LE BAL DES FOUS
(des nouvelles de la folie)

Article publié dans la Lettre n° 256


LE BAL DES FOUS (des nouvelles de la folie) d’après Melville, Dostoïevski et Tchekhov. Création collective le Cinérama et les Chiffonnières avec les marionnettistes Steffie Bayer, Brice Berthoud, Gérard Sanchez, Stéphane Boireau, Tamara Incekara, Camille Trouvé, Sophie Mage, les musiciens Natacha Muet, Julie Avril, Piero Pépin, Arnaud Vidal.
Une baraque, une roulotte a jeté l’ancre dans le square du théâtre. Est-ce un navire terrestre, une roulotte amphibie, un cabinet de curiosité ? C’est tout cela et plus encore. Un bonimenteur nous interpelle. Il fait la parade avec une sémillante chanteuse pour attirer le chaland. Le public entre, avide de découvrir ce nouveau territoire de plaisir. Nous quittons la terre ferme en pénétrant dans cette caverne feutrée de montreurs d’illusions, de cinérama en trois dimensions. Comme des enfants au Guignol, nous nous pressons sur les bancs, la magie commence.

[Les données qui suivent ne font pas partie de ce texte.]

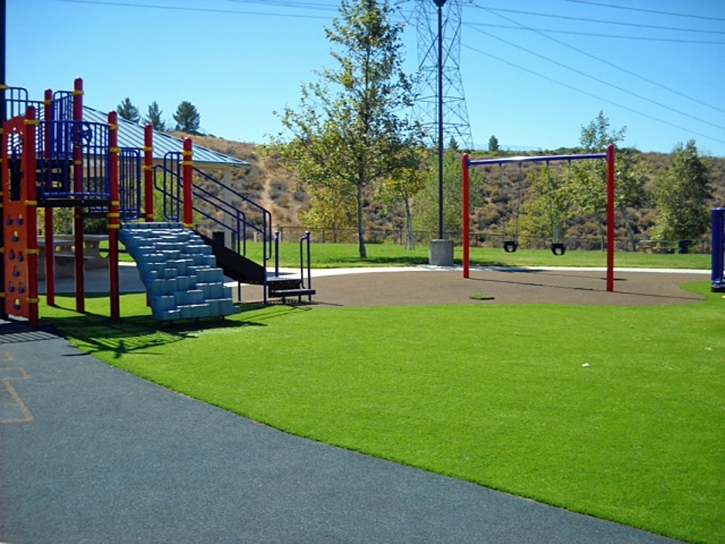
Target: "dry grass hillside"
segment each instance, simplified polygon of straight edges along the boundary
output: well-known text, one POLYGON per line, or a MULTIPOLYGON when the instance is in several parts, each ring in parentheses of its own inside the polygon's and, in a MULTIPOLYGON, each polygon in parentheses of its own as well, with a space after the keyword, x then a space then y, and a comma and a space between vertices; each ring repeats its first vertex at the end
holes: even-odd
MULTIPOLYGON (((183 135, 181 135, 183 136, 183 135)), ((248 198, 256 201, 272 212, 273 224, 276 227, 300 227, 301 212, 309 208, 309 199, 304 191, 298 189, 297 179, 279 163, 262 154, 257 144, 234 142, 214 136, 195 136, 194 142, 214 151, 242 159, 250 164, 246 168, 236 168, 232 174, 233 187, 248 198)), ((552 154, 576 153, 575 149, 559 149, 552 154)), ((547 154, 549 154, 547 152, 547 154)), ((483 158, 485 154, 476 154, 483 158)), ((668 169, 670 155, 663 153, 634 152, 635 161, 656 176, 668 169)), ((725 158, 709 158, 711 161, 711 178, 715 198, 713 206, 725 205, 725 158)), ((473 210, 472 227, 480 231, 496 231, 511 220, 519 205, 518 188, 524 195, 529 191, 525 181, 531 167, 527 164, 521 174, 516 167, 490 168, 481 188, 482 201, 473 210), (521 176, 521 177, 520 177, 521 176), (521 181, 523 180, 523 181, 521 181)), ((644 203, 637 209, 628 210, 628 216, 634 225, 638 237, 648 237, 649 230, 655 221, 655 209, 651 202, 644 203)), ((371 202, 368 207, 368 229, 400 229, 403 225, 402 215, 391 216, 384 213, 380 206, 371 202)), ((600 224, 596 218, 577 218, 567 229, 568 237, 597 237, 601 234, 600 224)), ((625 236, 622 230, 619 233, 625 236)))

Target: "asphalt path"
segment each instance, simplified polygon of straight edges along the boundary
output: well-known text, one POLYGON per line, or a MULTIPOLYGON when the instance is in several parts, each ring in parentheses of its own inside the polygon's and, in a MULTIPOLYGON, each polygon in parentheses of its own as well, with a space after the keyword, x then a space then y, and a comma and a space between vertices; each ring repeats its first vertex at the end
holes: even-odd
POLYGON ((0 542, 674 542, 327 446, 0 324, 0 542))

Trois histoires alimentent ce spectacle à nul autre pareil. « Moby Dick », la fabuleuse baleine blanche, objet de l’idée fixe du Captain Achab, nous éclabousse de son talent et de ses péripéties de bois et de laine. Dès cette première histoire, nous sommes emballés par les marionnettes, par le petit pull d’Ismaël le petit mousse, par la patronne du bar qui cache sa queue de sirène derrière le comptoir. La deuxième histoire, moins connue, est complètement surréaliste et librement adaptée d’une nouvelle de Dostoïevski « Le Crocodile ». On nous conte l’aventure singulière d’un touriste avalé tout cru par un crocodile gigantesque alors qu’il visite une attraction peuplée d’animaux étranges dont un Mickey déchu ! La troisième histoire, « Le Pêcheur de Tolède » de Tchekhov nous plonge en pleine Inquisition.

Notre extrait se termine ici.